A recent historical photography exhibit invites you to consider how looking to the past can strengthen and inspire your life today.
Picture this photograph: A man stands on snowy train tracks in front of an ore car in northern Utah. Both his face and his threadbare clothing appear wrinkled and worn. His hands are covered by dark gloves, and he slings the wooden handle of a pickax wearily over his left shoulder. A metal lunch pail hangs from the crook of his left elbow. His expression is determined but tired as he looks into the camera from underneath the brim of his cap.
This photograph is just one of many featured in the recent Museum of Art exhibit titled Fields of Labor and Recovery. The exhibit, curated by Professor James Swensen (Comparative Arts & Letters), displays the devastation and poverty afflicting Utah families during the Great Depression’s drought and unemployment—especially the families in the farming and mining communities. The photographs documented some of the “most dire, deplorable conditions in the 20th century,” Swensen explained, conditions that included impoverishment, loss of jobs or homes, hunger, and a lack of resources.
The exhibit highlights how things began to improve during the late 1930s and early 1940s because of how important local farming and mining had become to the war effort. As a result, jobs and money became more widely available and the quality of life began to improve.
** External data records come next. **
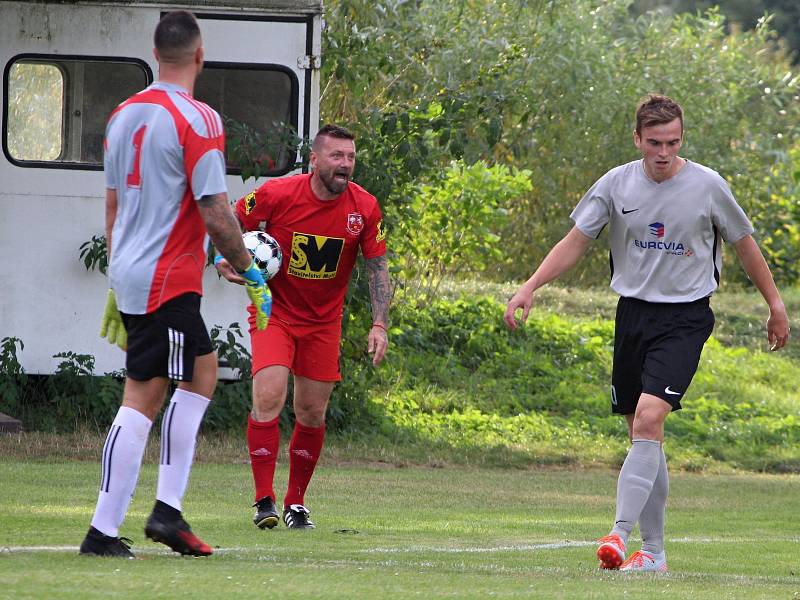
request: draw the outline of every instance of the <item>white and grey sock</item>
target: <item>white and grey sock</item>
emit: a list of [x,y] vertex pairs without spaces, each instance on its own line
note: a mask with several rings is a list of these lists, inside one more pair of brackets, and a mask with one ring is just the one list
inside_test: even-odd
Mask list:
[[658,465],[658,476],[653,483],[653,491],[639,515],[639,530],[642,533],[642,550],[654,555],[664,552],[664,522],[669,495],[669,472],[664,448],[661,448],[661,460]]
[[138,410],[120,406],[108,431],[92,527],[111,537],[119,536],[128,512],[152,425]]
[[177,389],[161,421],[161,459],[156,499],[182,510],[181,501],[189,483],[197,431],[210,400]]
[[658,476],[661,443],[657,440],[633,440],[617,480],[617,515],[611,533],[619,535],[625,544],[642,508],[647,503]]

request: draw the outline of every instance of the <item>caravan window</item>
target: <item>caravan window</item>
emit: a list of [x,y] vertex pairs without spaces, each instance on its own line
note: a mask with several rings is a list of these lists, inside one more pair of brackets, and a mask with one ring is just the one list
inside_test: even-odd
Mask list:
[[102,168],[109,114],[151,79],[141,61],[17,57],[4,78],[6,155],[20,166]]
[[55,65],[17,63],[8,85],[8,149],[19,160],[57,160],[64,76]]
[[[102,169],[108,116],[151,81],[136,59],[18,56],[5,70],[4,152],[23,167]],[[225,122],[229,174],[295,168],[298,89],[295,74],[279,65],[205,64],[194,95]]]
[[295,168],[298,83],[278,65],[207,62],[194,95],[222,116],[228,173],[283,175]]

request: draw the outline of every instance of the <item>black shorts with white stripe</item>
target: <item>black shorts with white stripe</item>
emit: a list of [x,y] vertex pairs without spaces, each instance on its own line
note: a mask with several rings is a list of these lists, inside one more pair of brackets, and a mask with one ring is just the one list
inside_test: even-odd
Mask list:
[[137,381],[191,381],[194,359],[213,351],[195,293],[173,298],[146,315],[122,313],[122,321],[128,330],[125,368]]
[[611,411],[633,414],[642,393],[679,410],[714,329],[708,298],[676,303],[620,298],[615,324]]

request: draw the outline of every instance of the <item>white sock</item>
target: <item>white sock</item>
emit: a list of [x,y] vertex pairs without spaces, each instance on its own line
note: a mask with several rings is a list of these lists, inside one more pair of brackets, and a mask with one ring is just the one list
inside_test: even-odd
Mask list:
[[120,406],[108,431],[92,527],[111,537],[119,536],[128,512],[152,425],[138,410]]
[[617,515],[611,533],[627,545],[628,537],[650,497],[661,462],[661,443],[633,440],[617,481]]
[[664,521],[669,495],[669,472],[664,449],[658,465],[658,476],[653,483],[653,491],[639,515],[639,530],[642,533],[642,550],[654,556],[664,553]]
[[197,431],[210,400],[177,389],[161,421],[161,460],[156,499],[182,510],[181,500],[189,483]]

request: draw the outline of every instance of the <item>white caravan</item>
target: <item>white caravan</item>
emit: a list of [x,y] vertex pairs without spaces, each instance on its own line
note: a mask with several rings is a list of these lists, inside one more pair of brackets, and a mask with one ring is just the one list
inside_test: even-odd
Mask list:
[[[195,95],[223,115],[228,150],[238,136],[246,164],[284,175],[299,156],[275,141],[317,130],[322,0],[0,0],[0,339],[22,340],[27,373],[55,372],[67,351],[94,356],[97,374],[124,366],[98,337],[107,279],[80,248],[102,247],[92,239],[105,226],[106,119],[153,81],[153,31],[177,8],[199,20],[206,65]],[[231,154],[233,201],[264,180],[243,182]],[[213,267],[203,285],[206,324],[238,322],[249,348],[244,290]]]

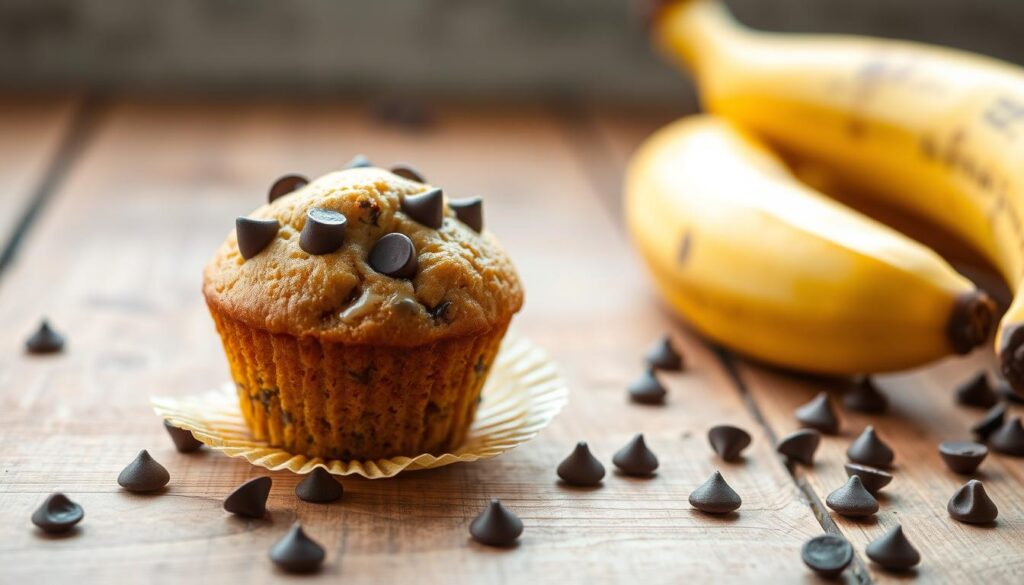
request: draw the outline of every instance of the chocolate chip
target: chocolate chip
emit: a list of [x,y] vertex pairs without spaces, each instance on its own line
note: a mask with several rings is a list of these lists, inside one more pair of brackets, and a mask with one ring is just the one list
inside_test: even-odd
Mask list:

When asked why such a tumultuous time is relevant today, Swensen said, “We look back to these moments of trauma to figure out how to navigate our own challenges, and to give [ourselves] hope. . . . We want to know how they came out of it—how they came out of the Depression and the war and arrived at a better spot. This gives us an example that can help us to know that things will work out.”
The exhibit includes sixty images from photographers employed by the Farm Security Administration (FSA) and focus on the pioneer heritage, mining and farming lifestyles, and poverty of the early Saints in Utah. Swensen noted that while the photographers displayed vivid details of the people’s hardship, “they also [projected] a hopeful image of America.”
The Fields of Labor and Recovery exhibit is on display in the Museum of Art until November 20, 2021.